A battle fought on 9 April 1241 on the field of Wahlstatt near Liegnitz (mod. Legnica, Poland) in Silesia between a Mongol army led by Khan Qaidu and a Christian coalition under the command of Henry II, prince of Silesia, consisting mainly of Polish nobles and knights of the Teutonic Order.
Qaidu’s contingents formed the northern and smallest wing of a very powerful Mongol army group, of which the southern wing, led by Great Khan Batu, had conquered Krakow in March and taken Hungary, chasing the Hungarian king Bela IV through most of the Balkans. After raids in Poland, where only Breslau (mod. Wroclaw, Poland) was saved through a miracle by the Dominican prior of the city, the army of Qaidu united with large contingents of Batu’s army because scouts reported a large Christian army at nearby Liegnitz.
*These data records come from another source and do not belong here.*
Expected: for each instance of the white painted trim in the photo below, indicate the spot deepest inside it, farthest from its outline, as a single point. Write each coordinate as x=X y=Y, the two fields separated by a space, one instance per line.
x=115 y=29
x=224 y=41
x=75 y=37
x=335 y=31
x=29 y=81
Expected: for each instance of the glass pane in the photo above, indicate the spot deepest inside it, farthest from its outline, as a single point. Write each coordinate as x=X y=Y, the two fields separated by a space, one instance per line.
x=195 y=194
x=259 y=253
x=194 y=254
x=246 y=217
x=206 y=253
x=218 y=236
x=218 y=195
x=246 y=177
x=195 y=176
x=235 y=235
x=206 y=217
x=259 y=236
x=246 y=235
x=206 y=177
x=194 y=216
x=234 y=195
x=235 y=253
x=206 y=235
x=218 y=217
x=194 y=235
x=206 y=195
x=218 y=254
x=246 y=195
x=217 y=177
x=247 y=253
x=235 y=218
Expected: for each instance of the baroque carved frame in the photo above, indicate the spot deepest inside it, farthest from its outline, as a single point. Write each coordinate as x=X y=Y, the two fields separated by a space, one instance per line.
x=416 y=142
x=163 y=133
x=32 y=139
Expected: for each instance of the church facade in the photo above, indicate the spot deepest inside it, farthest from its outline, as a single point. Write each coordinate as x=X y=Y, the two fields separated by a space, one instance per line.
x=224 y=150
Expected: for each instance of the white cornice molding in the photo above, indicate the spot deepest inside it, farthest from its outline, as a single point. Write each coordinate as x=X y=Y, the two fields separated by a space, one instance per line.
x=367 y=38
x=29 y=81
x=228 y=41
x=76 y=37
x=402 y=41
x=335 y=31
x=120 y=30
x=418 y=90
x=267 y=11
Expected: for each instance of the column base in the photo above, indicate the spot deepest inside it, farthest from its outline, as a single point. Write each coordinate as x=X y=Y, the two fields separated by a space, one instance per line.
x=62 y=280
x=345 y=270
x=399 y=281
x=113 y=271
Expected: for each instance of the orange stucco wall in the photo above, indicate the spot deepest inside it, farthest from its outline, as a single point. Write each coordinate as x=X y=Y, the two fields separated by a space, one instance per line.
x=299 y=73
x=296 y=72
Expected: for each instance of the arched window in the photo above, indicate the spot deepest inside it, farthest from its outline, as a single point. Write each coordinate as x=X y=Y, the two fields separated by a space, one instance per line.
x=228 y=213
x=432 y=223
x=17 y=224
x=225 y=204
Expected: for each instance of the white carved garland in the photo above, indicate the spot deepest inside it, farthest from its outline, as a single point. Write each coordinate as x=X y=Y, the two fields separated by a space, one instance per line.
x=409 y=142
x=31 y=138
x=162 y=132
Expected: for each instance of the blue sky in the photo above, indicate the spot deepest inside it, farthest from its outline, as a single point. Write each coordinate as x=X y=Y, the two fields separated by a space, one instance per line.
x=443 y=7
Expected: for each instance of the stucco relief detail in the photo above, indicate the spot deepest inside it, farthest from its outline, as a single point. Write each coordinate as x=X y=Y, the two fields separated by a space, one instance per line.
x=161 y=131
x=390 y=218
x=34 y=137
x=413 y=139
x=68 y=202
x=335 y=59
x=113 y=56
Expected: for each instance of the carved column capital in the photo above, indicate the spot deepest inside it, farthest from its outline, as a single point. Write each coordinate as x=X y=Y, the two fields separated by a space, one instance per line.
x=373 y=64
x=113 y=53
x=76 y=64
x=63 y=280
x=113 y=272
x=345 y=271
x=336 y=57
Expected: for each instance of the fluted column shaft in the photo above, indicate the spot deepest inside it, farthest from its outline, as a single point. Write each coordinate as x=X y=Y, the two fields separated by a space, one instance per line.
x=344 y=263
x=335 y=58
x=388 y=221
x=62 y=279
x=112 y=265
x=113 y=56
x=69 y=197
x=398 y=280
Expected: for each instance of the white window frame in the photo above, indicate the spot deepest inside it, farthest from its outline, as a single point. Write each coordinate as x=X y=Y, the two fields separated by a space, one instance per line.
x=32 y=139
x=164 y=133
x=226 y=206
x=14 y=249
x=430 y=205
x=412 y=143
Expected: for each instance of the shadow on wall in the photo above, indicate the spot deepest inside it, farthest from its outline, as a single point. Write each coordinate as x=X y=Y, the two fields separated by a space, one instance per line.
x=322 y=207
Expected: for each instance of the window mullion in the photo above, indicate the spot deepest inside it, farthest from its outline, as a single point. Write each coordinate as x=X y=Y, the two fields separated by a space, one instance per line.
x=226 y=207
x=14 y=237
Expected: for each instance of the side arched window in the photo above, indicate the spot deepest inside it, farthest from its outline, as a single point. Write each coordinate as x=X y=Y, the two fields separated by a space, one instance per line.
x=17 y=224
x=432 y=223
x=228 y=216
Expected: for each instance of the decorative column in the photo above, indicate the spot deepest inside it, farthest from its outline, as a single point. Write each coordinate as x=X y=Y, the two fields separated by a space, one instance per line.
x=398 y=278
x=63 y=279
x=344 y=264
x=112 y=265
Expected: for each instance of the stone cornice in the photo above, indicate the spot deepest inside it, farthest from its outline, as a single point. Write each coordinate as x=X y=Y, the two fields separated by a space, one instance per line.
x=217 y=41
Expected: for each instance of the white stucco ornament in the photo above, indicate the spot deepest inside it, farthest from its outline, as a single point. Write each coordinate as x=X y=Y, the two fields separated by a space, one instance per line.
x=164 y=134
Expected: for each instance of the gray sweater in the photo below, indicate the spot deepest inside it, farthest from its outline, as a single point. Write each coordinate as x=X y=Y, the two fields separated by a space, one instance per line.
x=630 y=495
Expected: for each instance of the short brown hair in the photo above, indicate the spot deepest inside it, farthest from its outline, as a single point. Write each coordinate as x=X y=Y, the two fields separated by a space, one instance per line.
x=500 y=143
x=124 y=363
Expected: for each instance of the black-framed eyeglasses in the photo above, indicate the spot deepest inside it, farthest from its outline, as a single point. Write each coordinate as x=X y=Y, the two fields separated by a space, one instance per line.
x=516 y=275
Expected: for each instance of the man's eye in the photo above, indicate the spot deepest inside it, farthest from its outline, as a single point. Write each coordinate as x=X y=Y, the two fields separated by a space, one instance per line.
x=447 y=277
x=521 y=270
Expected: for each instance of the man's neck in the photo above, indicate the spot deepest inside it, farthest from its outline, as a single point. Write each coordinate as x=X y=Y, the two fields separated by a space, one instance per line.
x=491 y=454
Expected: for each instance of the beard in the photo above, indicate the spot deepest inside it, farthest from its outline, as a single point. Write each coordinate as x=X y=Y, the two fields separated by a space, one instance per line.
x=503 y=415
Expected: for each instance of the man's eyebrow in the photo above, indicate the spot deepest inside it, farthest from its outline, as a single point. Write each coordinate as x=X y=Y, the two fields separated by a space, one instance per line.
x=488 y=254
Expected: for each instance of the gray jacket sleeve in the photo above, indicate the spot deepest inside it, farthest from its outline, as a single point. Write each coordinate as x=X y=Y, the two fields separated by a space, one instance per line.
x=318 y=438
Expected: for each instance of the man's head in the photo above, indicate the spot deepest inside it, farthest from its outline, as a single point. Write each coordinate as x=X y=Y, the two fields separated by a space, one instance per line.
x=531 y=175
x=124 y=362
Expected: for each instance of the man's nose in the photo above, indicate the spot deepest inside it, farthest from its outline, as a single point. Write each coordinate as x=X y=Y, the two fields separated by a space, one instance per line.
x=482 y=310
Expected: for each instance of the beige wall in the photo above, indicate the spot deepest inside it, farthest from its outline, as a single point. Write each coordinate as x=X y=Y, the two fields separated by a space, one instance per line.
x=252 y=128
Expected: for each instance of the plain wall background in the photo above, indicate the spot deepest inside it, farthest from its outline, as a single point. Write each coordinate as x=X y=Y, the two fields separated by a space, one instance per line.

At Liegnitz the Mongols succeeded in breaking up the Christians’ battle formation with heavy showers of arrows from their composite bows, followed by a feigned retreat. They then mounted a counterattack upon the flank and rear of the Christian army, exploiting their mobility, which was far greater than that of their heavily armored enemies. The
Mongols seem to have been able to produce a cover of heavy smoke during the counterattack, but whether this was done by the use of gunpowder is much disputed and uncertain. The Mongol victory was total. According to contemporary chronicles, 30,000-40,000 Christians fell. Their ears were cut off as war trophies and filled nine large sacks; Henry’s head was displayed on a spear outside his castle. Northern Europe now lay open to the Mongols, but they turned south and returned at the end of the year to Mongolia.
Contemporaries in Western Europe were convinced that the northern Mongol army would continue to the flat lands of Mecklenburg, Holstein, and Denmark, which were very suitable for horses. In fact, Qaidu’s move to the south can probably be explained as a result of an internal power struggle among Mongol leaders rather than by tactical considerations. The Mongol victories were met with disbelief and terror in the West, and the “Mongol question” was discussed at councils and church meetings as far away as Braga in Portugal. Mongol military superiority was generally acknowledged and was soon explained by the healthy and austere life of the steppes and the Mongols’ blind obedience toward their leaders, but it was also widely believed that Jews had provided Qaidu with weapons and acted as his spies.
An immediate result of the battle of Liegnitz was the preaching of a general crusade against the Mongols, which collected substantial financial resources but attracted participants almost exclusively from eastern Europe and was organized too late to be involved in any battle. The Holy Roman Emperor, Frederick II, had decided in July to mobilize a common European army against the Mongols that should also include Denmark and its naval forces, but the Mongols had withdrawn before it could be mobilized. A more important long-term result was the decision at the First Council of Lyons (1245) to dispatch four groups of papal envoys to the Mongols, which were soon to be followed by others. The rest of the thirteenth century was characterized by Christian attempts to convert the Mongols and to make alliances with them against the Muslims in the Near East.
-Kurt Villads Jensen
Bibliography
Jackson, Peter, “The Crusade against the Mongols (1241),” Journal of Ecclesiastical History 42 (1991), 1-18.
Morgan, David O., The Mongols (London: Blackwell, 1986).
Schmieder, Felicitas, Europa und die Fremden: Die Mongolen
Im Urteil des Abendlandes vom 13. bis in das 15. Jahrhundert (Sigmaringen: Thorbecke, 1994).
Wahlstatt 1241, ed. Ulrich Schmilewski (Wurzburg: Korn, 1991).